I turned and a sharp yelp slipped out of my mouth when I saw the speaker. The person in front of me had no lips. Bared teeth stretched out towards me and a thin thread of saliva dripped from the open mouth. I did not know whether the person was a man or a woman though the clothing and the depth of the voice rather suggested a man. The man was wearing a baseball cap that he had pulled deep into his face. Where the ears should be, there was only a shriveled piece of skin that reminded me remotely of dried plums. A tuft of hair grew out of his skin halfway up the neck. It seemed as if the hairline had melted, coagulated and solidified in the new place. The rest of the head was bald, which even the baseball cap could not conceal, and like every other patch of visible skin, red and scarred. I stared wordlessly at the burned man. Never before had I met such a disfigured person. I felt confronted with a great tragedy that made all my own misfortunes in life seem small and insignificant. For the second time that day, my ears were burning with shame at my behavior.

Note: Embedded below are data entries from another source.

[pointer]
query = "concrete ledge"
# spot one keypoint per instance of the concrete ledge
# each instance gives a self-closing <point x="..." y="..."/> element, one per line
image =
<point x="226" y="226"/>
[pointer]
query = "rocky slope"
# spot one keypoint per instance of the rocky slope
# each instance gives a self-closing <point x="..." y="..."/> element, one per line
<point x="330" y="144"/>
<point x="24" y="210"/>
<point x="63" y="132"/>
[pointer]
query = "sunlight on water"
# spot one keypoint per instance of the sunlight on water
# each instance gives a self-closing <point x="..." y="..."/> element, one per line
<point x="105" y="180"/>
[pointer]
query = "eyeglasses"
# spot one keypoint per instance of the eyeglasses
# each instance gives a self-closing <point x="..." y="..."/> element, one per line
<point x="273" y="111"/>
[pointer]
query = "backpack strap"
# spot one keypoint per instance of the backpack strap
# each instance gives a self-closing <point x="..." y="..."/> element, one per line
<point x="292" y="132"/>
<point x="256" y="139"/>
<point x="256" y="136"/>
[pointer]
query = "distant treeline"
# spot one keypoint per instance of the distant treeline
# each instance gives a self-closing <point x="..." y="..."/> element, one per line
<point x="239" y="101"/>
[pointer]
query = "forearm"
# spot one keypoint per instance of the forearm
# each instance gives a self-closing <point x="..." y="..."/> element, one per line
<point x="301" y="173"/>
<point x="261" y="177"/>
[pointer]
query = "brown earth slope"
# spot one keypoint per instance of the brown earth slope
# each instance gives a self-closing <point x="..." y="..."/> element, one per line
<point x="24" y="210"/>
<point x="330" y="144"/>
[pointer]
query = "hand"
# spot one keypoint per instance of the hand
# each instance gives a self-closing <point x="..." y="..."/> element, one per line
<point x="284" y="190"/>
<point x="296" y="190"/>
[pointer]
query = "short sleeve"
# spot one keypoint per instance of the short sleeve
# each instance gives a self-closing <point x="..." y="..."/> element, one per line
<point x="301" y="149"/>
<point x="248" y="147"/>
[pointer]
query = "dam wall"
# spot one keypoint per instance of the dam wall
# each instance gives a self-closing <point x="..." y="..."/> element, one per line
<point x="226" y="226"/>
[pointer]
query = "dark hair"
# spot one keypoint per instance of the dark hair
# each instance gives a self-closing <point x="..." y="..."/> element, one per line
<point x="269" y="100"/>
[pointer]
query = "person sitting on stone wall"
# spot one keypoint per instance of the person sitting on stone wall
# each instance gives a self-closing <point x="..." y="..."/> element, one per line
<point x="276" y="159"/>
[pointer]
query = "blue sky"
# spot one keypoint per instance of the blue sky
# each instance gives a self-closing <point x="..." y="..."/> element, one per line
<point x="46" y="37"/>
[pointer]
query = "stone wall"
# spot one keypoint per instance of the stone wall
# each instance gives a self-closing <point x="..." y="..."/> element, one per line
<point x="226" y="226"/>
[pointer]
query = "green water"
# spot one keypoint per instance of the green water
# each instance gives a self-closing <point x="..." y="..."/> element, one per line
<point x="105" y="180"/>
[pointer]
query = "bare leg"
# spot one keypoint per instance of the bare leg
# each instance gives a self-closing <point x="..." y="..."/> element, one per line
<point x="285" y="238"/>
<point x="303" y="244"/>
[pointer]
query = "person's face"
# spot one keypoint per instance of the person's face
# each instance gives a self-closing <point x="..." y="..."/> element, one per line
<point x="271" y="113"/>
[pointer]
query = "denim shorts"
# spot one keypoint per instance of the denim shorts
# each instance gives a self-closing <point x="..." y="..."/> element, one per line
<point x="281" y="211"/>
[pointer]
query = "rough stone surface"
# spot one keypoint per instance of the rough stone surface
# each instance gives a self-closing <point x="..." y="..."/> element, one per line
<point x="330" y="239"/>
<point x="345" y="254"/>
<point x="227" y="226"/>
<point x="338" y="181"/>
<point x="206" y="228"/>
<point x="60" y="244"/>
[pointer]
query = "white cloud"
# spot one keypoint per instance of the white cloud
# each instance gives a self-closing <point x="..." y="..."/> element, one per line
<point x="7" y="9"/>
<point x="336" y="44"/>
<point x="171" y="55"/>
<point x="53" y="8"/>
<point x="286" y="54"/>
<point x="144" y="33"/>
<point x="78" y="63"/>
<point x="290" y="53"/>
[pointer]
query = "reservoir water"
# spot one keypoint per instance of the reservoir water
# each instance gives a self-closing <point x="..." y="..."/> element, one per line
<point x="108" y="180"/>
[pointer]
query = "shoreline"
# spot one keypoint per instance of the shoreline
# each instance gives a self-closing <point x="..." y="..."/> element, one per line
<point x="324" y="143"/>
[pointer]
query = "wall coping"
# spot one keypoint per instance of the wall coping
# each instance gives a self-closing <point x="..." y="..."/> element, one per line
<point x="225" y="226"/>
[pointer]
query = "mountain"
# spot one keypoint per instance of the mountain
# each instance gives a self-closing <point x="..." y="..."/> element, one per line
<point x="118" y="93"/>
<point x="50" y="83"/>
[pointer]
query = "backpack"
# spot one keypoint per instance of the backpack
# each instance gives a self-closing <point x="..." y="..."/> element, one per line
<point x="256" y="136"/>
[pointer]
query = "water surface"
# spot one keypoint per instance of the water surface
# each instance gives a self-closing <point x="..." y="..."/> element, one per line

“Don’t you worry, young man. I am quite used to it. At least you didn’t run away screaming. That has to count for something,“ the man winked at me and the strange hoarse sound came out of his throat again. It took me a while before I realized it was a laugh.
“I’m Harvey Hunt. I see you’ve already met my wife Haimi, and our furry hero,” he said and tousled through the shaggy hair on Lucky’s head.
“It’s him I have to thank for this.” he said with a gesture including his whole body.
I stared at the burnt man with horror.
“The dog did that to you?”
Harvey Hunt nodded.
“He dragged me out of a fire when I was a lad.”
“But, Sir, you are at least 60 years old!”
“I wish! I am 73 already.”
The man twisted his lipless mouth into something that probably counted for a smile. Since I did not know how to react to his obvious joke, I laughed nervously.
“Do you believe in immortality?” Haimi Hunt asked abruptly.
“Of the soul?” I asked.
She did not answer but stepped very close towards me.
“May I?” she asked and took my hand without waiting for my consent. She slipped it under Harveys shirt and pressed it onto the disfigured skin. I flinched, but Haimi held me back with amazing strength.
“Close your eyes, so you can see!“ she urged.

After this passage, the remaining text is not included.